Around the time of Half Dome, he soloed “Cosmic Debris” and “The Phoenix” at 5.13b and 5.13a, respectively. In other words, he could solo big walls, and he could solo 5.13. So why didn’t he solo the 5.13 big wall? I think that scare on Half-Dome made him wiser. He waited six years. He had the “high” and the “hard” in ample supplies to solo el camp, but he spent six years developing the precision necessary to handle the insecurity. I think that shows wisdom and restraint.
What does it take?
The “Boulder Problem” pitch on Freerider is a V7/5.13a sequence that many ascensionists choose to avoid the insecure 5.12d “Teflon Corner.” In essence, they make a choice to accept greater difficulties because they are easier to control. It might be more physically demanding, but the odds of success are greater. This is what soloists pursue. But finding a secure path through the crux, and mastering it wasn’t enough. He needed the ability to control insecure sections of 5.11 elsewhere on the route, and that’s a different sort of challenge.
To understand this, I draw parallels from my own experience. At Sandrock, AL, when I soloed “Dreamscape” at 5.11+ folks immediately asked why I hadn’t soloed “Misty,” a “mere” 5.10+ nearby. The reason was that I felt it was too insecure. I didn’t solo “Misty” until after my first solo of the 5.12 grade. Though Misty was “only” 5.10, I had to develop 5.13a climbing ability and 5.12- soloing ability before it felt secure enough to solo.
Honnold had soloed 5.13 before, that means he probably had the physical and mental abilities needed for the 5.13a crux pitch of Freerider. But that is only one piece of the puzzle. He had 3,000ft of rock to link securely. Mastering the crux means nothing if you risk punting on an insecure moderate pitch down low. For Honnold to solo Freerider, he needed the mastery to control insecure pitches of 5.11 elsewhere on the route. For that, he needed time. Six years of time, apparently.
I feel that he learned a valuable lesson on Half Dome. I believe that acting on the wisdom gained in that moment is the most remarkable part of this ascent. Many see a brush with death and a roll of the dice. Perhaps that was the case at moments in his past, but I don’t know the guy, and I can’t say for sure. Regardless, I see that Honnold has matured now. I feel this ascent is a display of wisdom, restraint, and patience. I feel that Alex Honnold will live a proper length of life.
Some folks cite this as proof that he’s insane, but insanity would have been going for it in a blaze of glory as a follow up to Half Dome. Allowing six years for personal development when he clearly had the basic physical abilities… That is a very good sign.
Six years ago Honnold had the abilities to solo 5.13 and to solo big. wall. But he waited six years to solo the 5.13 big-wall. That’s wisdom.
Some will say “This was crazy” but what they really mean is “I think he is crazy and nothing will change my opinion.” At the end of the day, this was the most well thought out and best-prepared action of Honnold’s life, precisely because it had to be. This doesn’t change Honnold as a person, and it doesn’t change Honnold in your eye. It’s simply the inevitable consequence of Alex being himself.

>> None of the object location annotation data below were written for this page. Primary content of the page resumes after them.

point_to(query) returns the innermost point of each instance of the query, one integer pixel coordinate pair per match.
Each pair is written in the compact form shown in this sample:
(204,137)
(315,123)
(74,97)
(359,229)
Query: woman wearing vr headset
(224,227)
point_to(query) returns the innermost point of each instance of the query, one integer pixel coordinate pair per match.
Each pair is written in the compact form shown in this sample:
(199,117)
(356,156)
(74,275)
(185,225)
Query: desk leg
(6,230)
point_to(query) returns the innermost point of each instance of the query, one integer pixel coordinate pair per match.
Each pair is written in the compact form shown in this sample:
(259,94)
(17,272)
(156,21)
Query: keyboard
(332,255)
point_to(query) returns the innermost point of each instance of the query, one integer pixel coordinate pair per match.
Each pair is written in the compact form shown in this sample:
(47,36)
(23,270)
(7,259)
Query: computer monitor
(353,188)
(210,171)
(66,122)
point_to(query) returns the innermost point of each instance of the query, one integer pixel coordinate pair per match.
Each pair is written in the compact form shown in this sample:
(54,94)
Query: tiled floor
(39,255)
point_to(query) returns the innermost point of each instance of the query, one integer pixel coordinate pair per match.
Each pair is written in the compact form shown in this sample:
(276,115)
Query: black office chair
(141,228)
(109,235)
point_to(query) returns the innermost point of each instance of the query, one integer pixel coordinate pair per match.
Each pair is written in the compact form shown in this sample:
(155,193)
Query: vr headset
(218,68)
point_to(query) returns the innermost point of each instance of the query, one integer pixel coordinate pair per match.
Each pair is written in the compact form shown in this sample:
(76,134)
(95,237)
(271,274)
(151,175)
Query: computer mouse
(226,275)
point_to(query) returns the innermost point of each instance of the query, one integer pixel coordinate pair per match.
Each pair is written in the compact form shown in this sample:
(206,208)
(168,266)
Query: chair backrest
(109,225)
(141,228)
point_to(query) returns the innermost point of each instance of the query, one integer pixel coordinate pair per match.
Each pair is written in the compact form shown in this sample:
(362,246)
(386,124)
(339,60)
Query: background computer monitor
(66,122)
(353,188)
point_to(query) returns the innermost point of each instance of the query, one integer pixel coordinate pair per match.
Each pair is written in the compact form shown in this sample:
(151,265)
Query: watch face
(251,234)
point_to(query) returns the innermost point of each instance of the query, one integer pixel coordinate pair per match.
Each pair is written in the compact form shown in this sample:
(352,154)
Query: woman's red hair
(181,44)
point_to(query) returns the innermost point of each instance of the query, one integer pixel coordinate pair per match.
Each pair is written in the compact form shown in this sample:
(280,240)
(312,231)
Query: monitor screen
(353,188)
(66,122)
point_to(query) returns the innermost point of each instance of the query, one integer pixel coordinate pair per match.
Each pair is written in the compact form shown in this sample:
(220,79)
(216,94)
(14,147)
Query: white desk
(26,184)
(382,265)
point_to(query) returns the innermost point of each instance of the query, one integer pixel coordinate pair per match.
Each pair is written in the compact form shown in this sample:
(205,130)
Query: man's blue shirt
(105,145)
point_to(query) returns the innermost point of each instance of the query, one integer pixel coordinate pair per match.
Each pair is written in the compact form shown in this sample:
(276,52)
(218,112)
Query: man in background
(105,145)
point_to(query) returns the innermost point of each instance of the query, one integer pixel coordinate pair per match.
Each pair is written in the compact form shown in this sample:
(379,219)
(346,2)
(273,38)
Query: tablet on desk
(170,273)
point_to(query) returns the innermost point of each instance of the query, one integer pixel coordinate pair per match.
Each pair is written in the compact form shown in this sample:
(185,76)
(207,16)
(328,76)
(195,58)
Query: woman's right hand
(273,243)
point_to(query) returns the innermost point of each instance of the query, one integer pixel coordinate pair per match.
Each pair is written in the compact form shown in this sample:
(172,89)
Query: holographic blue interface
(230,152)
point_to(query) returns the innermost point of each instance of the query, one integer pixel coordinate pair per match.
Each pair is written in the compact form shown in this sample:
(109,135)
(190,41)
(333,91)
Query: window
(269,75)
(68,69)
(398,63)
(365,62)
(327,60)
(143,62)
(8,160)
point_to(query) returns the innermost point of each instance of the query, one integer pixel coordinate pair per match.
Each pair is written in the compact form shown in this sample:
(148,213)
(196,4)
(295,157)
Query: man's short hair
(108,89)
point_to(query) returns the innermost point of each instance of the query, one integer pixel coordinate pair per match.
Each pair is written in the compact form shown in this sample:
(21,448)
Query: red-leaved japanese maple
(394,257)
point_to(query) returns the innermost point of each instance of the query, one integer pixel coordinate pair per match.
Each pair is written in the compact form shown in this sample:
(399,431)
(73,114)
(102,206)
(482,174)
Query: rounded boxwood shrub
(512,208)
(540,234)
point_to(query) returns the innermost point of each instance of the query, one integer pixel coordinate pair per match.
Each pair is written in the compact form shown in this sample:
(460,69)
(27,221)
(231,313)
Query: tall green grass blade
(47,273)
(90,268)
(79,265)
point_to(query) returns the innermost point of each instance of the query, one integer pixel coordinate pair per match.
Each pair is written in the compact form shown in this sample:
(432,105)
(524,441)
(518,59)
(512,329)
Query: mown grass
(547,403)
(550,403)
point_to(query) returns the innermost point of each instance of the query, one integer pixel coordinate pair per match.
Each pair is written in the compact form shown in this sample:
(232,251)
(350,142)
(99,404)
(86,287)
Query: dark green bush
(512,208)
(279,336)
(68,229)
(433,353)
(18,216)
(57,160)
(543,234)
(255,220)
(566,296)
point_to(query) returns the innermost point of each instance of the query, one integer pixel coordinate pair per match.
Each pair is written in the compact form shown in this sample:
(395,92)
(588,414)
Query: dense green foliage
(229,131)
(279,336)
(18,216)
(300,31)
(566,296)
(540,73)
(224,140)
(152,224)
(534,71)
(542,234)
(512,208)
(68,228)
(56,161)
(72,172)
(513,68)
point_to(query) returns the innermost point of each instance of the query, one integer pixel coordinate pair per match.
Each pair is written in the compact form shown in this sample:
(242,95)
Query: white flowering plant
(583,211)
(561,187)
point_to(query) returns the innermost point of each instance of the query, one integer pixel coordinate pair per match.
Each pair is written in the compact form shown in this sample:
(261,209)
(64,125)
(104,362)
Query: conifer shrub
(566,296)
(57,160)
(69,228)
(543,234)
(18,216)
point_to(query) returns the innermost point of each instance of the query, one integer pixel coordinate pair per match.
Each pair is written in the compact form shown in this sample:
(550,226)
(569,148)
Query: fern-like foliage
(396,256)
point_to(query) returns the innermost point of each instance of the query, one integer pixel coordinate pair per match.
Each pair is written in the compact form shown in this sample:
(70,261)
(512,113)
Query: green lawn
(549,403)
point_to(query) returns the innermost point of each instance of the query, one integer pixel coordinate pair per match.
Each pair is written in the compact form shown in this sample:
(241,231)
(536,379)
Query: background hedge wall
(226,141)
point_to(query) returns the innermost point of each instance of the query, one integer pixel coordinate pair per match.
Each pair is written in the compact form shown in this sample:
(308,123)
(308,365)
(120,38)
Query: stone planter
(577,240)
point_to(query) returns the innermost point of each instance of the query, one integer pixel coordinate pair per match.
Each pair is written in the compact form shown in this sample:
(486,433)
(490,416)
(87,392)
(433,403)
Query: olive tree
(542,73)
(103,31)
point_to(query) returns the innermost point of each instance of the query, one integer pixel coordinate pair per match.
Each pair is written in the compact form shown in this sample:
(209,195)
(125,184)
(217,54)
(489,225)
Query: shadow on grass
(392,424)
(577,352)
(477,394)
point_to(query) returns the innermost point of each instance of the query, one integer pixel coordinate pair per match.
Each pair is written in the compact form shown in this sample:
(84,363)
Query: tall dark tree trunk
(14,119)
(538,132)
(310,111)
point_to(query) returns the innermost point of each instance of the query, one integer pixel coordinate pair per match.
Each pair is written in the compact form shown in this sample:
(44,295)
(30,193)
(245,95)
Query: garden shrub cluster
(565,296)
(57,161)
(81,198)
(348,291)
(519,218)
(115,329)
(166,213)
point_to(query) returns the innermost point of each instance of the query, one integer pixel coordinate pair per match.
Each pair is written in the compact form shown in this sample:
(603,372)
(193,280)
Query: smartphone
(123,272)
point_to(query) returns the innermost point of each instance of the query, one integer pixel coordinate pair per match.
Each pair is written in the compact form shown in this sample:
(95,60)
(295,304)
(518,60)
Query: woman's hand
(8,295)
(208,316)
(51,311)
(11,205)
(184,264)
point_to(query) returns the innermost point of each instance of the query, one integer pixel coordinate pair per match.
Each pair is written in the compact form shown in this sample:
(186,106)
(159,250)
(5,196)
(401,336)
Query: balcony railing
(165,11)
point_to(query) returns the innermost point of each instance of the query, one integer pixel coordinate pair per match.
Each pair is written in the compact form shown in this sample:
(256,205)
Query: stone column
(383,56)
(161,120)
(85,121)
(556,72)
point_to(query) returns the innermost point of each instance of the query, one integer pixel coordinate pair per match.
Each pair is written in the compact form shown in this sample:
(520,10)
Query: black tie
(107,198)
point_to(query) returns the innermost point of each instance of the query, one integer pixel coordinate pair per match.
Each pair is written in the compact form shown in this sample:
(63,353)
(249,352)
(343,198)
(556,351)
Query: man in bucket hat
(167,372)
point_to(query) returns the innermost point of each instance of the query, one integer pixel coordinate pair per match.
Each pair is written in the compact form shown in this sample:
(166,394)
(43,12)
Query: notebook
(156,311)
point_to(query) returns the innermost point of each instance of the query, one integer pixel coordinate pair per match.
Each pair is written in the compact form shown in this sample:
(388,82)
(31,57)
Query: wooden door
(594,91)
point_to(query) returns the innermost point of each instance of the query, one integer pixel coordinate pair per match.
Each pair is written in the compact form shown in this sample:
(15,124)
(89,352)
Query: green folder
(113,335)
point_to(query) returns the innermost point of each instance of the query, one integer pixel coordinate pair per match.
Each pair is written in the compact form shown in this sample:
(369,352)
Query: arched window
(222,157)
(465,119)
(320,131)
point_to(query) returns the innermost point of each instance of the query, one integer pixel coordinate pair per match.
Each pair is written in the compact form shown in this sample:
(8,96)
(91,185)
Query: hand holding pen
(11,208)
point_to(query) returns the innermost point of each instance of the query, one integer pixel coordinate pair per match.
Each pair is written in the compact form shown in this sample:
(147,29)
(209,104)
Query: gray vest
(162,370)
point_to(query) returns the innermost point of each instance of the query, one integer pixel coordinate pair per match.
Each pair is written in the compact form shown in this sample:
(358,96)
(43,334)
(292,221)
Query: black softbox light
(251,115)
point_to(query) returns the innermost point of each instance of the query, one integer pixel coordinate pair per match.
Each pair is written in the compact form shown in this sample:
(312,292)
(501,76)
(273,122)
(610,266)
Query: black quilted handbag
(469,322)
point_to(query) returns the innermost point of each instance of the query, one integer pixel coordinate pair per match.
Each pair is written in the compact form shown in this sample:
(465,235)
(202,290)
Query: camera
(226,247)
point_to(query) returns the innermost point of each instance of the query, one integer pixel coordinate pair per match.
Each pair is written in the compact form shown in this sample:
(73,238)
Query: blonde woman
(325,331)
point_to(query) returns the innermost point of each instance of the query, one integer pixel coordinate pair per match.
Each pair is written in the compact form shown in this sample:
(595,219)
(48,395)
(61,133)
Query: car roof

Post Script: I’ve always said if you solo something and say “I’ll never do that again,” that means you got away with it, and it was a terrible roll of the dice. If you are soloing right, you could do it on command, any day of the week. I just read a post from Jimmy Chin, when Honnold topped out he said “I’m pretty sure I could go back to the bottom and do it again, right now.” Congratulations Alex, you absolutely nailed it!